PDF(Pubmed)
Abstract:
Tolvaptan is the first disease-modifying drug proven to slow eGFR decline in high-risk patients with ADPKD. However, barriers from the patient perspective to its use in real-life settings have not been systemically examined in a large cohort. This was a single-center, retrospective study of 523 existing or new patients with ADPKD followed at the Center for Innovative Management of PKD in Toronto, Ontario, between January 1, 2016 to December 31, 2018. All patients underwent clinical assessment including total kidney volume measurements and Mayo Clinic Imaging Class (MCIC).
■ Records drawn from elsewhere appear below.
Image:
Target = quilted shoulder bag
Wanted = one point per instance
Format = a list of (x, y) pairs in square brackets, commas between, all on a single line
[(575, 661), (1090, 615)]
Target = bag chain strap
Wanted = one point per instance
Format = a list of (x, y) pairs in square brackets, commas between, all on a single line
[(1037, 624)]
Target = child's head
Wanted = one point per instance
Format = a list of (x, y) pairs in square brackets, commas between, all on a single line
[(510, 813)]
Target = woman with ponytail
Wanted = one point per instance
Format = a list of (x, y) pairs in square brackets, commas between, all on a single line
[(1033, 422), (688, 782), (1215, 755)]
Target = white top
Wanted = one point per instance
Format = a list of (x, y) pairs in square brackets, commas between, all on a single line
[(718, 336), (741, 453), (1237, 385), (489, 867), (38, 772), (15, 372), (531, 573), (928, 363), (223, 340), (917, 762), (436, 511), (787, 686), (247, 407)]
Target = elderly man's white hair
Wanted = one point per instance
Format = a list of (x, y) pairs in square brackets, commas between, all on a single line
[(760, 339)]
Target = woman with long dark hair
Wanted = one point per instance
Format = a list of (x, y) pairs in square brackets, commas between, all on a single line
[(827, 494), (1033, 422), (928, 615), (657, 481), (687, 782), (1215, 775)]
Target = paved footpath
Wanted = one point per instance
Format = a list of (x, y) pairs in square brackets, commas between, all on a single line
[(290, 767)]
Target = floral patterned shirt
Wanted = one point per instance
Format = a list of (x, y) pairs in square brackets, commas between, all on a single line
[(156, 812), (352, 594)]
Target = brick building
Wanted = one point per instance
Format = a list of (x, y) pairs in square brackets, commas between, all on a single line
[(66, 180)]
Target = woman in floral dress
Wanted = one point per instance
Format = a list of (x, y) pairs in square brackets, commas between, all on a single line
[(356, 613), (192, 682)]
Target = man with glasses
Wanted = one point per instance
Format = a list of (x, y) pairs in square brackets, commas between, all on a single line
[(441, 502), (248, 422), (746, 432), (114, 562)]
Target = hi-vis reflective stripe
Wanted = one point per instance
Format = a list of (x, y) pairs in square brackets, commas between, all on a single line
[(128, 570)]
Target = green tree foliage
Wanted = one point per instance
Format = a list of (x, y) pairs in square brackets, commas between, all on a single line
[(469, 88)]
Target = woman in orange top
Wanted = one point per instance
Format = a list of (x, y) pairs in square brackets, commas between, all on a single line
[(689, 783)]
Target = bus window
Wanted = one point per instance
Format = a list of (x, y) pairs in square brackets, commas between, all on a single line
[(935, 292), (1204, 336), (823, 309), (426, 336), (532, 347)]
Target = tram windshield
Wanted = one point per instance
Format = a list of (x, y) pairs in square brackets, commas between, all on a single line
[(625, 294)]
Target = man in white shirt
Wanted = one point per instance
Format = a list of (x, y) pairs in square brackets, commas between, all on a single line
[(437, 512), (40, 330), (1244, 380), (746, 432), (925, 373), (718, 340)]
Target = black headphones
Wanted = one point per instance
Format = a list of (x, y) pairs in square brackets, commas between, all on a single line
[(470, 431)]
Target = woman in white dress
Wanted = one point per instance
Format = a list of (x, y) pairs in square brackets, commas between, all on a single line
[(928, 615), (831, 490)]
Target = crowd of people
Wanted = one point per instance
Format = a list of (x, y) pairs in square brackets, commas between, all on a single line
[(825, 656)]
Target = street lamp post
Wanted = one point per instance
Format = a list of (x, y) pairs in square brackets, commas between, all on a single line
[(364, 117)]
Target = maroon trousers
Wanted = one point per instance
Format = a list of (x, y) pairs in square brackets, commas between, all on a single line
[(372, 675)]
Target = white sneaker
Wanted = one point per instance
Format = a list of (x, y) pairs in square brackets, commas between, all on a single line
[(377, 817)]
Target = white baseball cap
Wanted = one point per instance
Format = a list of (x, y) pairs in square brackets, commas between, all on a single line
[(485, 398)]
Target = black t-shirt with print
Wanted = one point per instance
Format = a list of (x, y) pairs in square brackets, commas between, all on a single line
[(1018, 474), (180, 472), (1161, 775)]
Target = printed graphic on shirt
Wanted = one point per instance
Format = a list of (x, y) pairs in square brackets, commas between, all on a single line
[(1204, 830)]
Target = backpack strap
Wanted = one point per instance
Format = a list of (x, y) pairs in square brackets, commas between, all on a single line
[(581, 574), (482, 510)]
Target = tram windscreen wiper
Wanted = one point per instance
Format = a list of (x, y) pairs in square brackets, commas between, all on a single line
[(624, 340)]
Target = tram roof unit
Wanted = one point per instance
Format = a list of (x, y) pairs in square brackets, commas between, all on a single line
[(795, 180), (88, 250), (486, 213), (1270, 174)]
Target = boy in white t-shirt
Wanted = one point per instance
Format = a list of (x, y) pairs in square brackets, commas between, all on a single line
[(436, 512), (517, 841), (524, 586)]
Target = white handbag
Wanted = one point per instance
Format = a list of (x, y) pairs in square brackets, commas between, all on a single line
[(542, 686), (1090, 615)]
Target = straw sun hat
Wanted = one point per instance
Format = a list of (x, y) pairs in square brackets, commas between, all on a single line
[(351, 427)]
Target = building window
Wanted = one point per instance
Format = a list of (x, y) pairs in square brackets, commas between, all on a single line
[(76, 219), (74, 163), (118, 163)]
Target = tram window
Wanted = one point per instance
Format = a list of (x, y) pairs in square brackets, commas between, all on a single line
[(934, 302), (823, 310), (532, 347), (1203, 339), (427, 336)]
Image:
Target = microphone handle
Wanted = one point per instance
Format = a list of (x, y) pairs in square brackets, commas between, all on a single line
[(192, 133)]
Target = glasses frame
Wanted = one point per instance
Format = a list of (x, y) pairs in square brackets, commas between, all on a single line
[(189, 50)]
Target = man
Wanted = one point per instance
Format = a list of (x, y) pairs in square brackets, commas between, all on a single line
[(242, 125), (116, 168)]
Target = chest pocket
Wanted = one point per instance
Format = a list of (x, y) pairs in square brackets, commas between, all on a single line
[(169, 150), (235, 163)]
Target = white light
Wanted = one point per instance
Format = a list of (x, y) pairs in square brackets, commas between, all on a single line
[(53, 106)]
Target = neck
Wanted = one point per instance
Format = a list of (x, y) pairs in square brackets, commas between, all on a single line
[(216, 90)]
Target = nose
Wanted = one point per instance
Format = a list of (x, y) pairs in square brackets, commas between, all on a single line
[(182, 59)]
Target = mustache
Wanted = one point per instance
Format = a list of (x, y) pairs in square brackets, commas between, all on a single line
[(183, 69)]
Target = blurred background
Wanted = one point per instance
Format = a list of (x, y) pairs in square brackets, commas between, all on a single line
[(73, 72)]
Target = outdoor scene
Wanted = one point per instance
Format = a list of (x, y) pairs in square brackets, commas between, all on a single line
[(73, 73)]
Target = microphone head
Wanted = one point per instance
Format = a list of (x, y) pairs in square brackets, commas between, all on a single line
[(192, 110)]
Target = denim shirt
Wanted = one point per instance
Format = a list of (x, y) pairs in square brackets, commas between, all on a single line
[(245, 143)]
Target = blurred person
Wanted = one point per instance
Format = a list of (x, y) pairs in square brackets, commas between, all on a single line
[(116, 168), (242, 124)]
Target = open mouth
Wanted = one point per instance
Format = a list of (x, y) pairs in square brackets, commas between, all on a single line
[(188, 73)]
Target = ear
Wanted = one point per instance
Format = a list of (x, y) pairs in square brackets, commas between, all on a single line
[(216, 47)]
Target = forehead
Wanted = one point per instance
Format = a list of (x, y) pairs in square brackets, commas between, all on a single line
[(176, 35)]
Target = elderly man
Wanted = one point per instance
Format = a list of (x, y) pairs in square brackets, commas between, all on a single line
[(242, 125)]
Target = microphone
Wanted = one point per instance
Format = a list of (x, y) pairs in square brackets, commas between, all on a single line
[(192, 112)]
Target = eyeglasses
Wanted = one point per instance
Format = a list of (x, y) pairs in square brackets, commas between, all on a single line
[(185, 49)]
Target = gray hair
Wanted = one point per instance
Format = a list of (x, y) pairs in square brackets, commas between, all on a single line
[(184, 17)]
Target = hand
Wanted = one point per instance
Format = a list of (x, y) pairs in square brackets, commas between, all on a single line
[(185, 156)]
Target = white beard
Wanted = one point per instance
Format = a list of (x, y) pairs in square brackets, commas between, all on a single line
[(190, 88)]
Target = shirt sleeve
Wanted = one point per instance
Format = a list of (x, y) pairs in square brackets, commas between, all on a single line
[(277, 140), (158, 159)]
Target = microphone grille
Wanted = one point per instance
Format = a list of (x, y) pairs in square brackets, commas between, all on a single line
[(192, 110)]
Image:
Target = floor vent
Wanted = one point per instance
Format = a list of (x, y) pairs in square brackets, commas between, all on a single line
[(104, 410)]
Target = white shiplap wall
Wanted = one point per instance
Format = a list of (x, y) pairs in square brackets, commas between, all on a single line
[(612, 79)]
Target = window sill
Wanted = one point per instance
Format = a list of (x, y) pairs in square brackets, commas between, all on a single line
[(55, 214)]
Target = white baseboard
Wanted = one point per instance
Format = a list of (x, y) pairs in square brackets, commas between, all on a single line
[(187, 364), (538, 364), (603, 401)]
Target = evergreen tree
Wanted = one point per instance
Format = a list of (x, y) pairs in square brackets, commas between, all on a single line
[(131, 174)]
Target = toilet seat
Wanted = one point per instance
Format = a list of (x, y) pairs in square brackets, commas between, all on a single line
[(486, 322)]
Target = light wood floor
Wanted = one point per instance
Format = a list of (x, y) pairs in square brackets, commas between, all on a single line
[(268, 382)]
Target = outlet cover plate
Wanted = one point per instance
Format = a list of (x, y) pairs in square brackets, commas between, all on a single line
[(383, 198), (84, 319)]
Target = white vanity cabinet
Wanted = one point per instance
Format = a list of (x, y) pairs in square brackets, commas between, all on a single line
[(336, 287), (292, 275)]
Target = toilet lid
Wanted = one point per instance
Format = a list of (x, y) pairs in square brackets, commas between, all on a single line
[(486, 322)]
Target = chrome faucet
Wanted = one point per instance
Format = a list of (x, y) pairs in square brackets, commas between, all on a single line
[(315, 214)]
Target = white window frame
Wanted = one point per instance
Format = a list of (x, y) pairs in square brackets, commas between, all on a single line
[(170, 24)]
Those who were deemed to be at high risk were offered tolvaptan with their preference (yes or no) and reasons for their choices recorded. Overall, 315/523 (60%) patients had MCIC 1C-1E; however, only 96 (30%) of them were treated with tolvaptan at their last follow-up. Among these high-risk patients, those not treated versus treated with tolvaptan were more likely to have a higher eGFR (82 ± 26 vs. 61 ± 27 ml/min/1.73 m2), CKD stages 1-2 (79% vs. 41%), and MCIC 1C (63% vs. 31%). The most common reasons provided for not taking tolvaptan were lifestyle preference related to the aquaretic effect (51%), older age ≥ 60 (12%), and pregnancy/family planning (6%). In this real-world experience, at least 60% of patients with ADPKD considered to be at high risk for progression to ESKD by imaging were not treated with tolvaptan; most of them had early stages of CKD with well-preserved eGFR and as such, were prime targets for tolvaptan therapy to slow disease progression. Given that the most common reason for tolvaptan refusal was the concern for intolerability of the aquaretic side-effect, strategies to mitigate this may help to reduce this barrier to tolvaptan therapy.
摘要:
托伐普坦是第一种被证明可以减缓ADPKD高危患者eGFR下降的疾病改善药物。然而,从患者的角度来看,在现实生活中使用它的障碍尚未在大型队列中进行系统检查。这是一个单一的中心,在多伦多PKD创新管理中心对523名ADPKD现有或新患者进行回顾性研究,安大略省,2016年1月1日至2018年12月31日。所有患者均接受临床评估,包括总肾脏体积测量和梅奥诊所成像分类(MCIC)。那些被认为是高风险的人被提供托伐普坦与他们的偏好(是或否)和他们的选择记录的原因。总的来说,315/523(60%)患者患有MCIC1C-1E;然而,其中只有96例(30%)在最后一次随访时接受托伐普坦治疗.在这些高危患者中,与托伐普坦治疗相比,未治疗的患者更有可能具有较高的eGFR(82±26vs.61±27ml/min/1.73m2),CKD1-2期(79%vs.41%),和MCIC1C(63%与31%)。不服用托伐普坦的最常见原因是与饮水效应相关的生活方式偏好(51%),年龄≥60岁(12%),怀孕/计划生育(6%)。在这个现实世界的经验,至少60%的ADPKD患者被认为有进展为ESKD的高危患者未接受托伐普坦治疗;他们中的大多数患有CKD的早期阶段,eGFR保存良好,是托伐普坦治疗减缓疾病进展的主要目标。鉴于托伐普坦拒绝治疗的最常见原因是担心水副作用的不能容忍,缓解这种情况的策略可能有助于减少托伐普坦治疗的障碍.